Ainda em 1983 foi a vez de aparecer a versão esportiva que transformou o compacto no queridinho da juventude rebelde dos anos oitenta e foi o ícone da linha Escort: o XR3 (sigla de Experimental Research 3). Tinha faróis de milha redondos instalados na frente da grade, faróis de neblina no pára-choque, lavador dos faróis normais, rodas de 14 polegadas com o famoso estilo "trevo de quatro folhas", aerofólio traseiro e teto solar. O ar condicionado foi oferecido como opcional. O motor era o mesmo 1.6, mas ganhou alguns "venenos" nas mesmas peças que originaram o CHT para aumentar a potência em dez cavalos.

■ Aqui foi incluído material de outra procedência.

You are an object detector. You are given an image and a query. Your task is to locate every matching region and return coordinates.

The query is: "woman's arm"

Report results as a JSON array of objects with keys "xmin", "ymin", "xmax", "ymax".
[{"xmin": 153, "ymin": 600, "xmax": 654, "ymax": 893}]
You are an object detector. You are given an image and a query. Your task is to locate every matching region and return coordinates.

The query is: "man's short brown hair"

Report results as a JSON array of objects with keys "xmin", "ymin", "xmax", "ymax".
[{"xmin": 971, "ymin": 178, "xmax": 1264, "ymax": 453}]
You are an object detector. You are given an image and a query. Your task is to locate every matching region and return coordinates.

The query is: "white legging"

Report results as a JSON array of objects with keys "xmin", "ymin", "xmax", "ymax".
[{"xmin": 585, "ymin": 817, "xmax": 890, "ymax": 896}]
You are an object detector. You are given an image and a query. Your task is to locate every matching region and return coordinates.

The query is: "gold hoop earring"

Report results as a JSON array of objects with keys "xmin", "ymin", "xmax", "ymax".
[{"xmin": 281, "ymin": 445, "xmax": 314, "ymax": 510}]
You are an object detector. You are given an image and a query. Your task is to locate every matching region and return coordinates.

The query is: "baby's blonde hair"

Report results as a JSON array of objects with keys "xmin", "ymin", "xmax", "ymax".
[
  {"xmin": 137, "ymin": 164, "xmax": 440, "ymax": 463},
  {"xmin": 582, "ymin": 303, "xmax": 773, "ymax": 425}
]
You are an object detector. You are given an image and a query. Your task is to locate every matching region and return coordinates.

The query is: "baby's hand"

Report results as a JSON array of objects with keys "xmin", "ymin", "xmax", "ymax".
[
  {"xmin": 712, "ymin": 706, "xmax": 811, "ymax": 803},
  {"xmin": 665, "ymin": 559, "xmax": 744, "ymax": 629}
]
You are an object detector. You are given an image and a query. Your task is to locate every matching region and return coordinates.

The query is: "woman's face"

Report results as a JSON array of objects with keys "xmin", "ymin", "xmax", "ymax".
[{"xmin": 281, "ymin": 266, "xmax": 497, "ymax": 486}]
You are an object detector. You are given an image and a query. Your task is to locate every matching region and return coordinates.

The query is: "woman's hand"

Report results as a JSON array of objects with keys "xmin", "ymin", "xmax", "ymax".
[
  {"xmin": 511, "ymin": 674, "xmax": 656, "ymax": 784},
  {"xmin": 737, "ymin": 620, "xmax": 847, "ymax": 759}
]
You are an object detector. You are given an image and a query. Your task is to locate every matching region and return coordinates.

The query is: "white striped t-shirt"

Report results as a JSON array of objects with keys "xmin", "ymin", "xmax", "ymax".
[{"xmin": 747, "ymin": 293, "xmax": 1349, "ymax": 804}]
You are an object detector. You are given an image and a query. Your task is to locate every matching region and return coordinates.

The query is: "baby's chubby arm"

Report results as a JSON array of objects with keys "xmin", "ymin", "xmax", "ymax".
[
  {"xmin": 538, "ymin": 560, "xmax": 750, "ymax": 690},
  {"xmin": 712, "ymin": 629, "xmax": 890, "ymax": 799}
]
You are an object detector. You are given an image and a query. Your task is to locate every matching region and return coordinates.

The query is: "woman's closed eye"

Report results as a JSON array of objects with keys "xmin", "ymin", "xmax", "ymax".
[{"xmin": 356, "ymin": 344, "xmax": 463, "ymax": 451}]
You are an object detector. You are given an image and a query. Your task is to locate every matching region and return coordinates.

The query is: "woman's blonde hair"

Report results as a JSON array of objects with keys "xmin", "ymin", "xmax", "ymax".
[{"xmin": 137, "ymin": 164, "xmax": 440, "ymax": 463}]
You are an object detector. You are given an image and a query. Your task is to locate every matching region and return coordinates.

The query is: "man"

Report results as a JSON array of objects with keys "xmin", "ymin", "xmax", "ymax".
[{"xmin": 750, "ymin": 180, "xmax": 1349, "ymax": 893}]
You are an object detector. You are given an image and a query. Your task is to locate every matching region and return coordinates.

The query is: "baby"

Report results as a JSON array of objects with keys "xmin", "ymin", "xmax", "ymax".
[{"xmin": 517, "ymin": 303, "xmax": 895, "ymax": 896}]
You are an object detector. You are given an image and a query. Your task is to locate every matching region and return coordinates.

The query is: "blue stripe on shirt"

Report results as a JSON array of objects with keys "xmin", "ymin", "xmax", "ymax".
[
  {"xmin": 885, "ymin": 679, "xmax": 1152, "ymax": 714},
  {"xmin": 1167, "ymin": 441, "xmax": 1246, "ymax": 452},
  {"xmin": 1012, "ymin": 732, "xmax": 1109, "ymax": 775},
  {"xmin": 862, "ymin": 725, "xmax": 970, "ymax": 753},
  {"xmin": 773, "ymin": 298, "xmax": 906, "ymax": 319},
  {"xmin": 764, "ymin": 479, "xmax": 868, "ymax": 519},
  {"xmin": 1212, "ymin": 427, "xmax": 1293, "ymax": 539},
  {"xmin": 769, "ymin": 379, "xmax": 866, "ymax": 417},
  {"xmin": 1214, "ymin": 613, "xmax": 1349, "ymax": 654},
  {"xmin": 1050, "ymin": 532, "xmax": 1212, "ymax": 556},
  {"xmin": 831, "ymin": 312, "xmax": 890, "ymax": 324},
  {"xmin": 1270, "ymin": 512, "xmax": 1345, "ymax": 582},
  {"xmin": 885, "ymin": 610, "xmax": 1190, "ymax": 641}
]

Outra versão, lançada em 1985, que fez a fama do Escort foi o XR3 Conversível, nome com o qual os brasileiros passaram a chamar os carros de capota removível. Uma definição mais nacionalista do que Cabriolet e mais charmosa do que os "descapotáveis" chamados pelos portugueses. O Conversível tinha uma coluna estrutural em forma de arco bem chamativa (e mais segura), uma traseira maior e lanternas verticais. Isso aumentou o peso do carro em 64 kg, comparado ao hatch fechado.
O conversível não foi um pioneiro mas quebrou um jejum: um carro desse tipo voltava a ser produzido em série no Brasil depois de quinze anos. O último havia sido o Karmann-Ghia, que teve a produção encerrada em 1970. Curiosamente, a própria Karmann, que tinha fábrica em São Bernardo do Campo, SP, vizinha da Ford, era quem transformava o carro. Mesmo com a proximidade das unidades, os carros iam e voltavam, necessitando de transporte e gerando despesas. Por isso e também pela presença de materiais importados na traseira, nos reforços da carroceria e até o suporte da placa moldado no tamanho europeu, o Conversível custava bem mais caro que a carroceria fechada, que já era cara até na versão básica. Porém, as rodas de liga-leve eram opcionais e de série vinha uma calota branca com vários furos circulares que lembram um jogo de resta 1. Também não tinha faróis de neblina e nem o limpador dos faróis principais. Apesar de tudo isso fez mais sucesso que o modelo de quatro portas, que saiu de linha em dois anos enquanto o aberto durou dez anos ininterruptos.
Foi eleito o Carro do Ano em 1984 pela revista Autoesporte.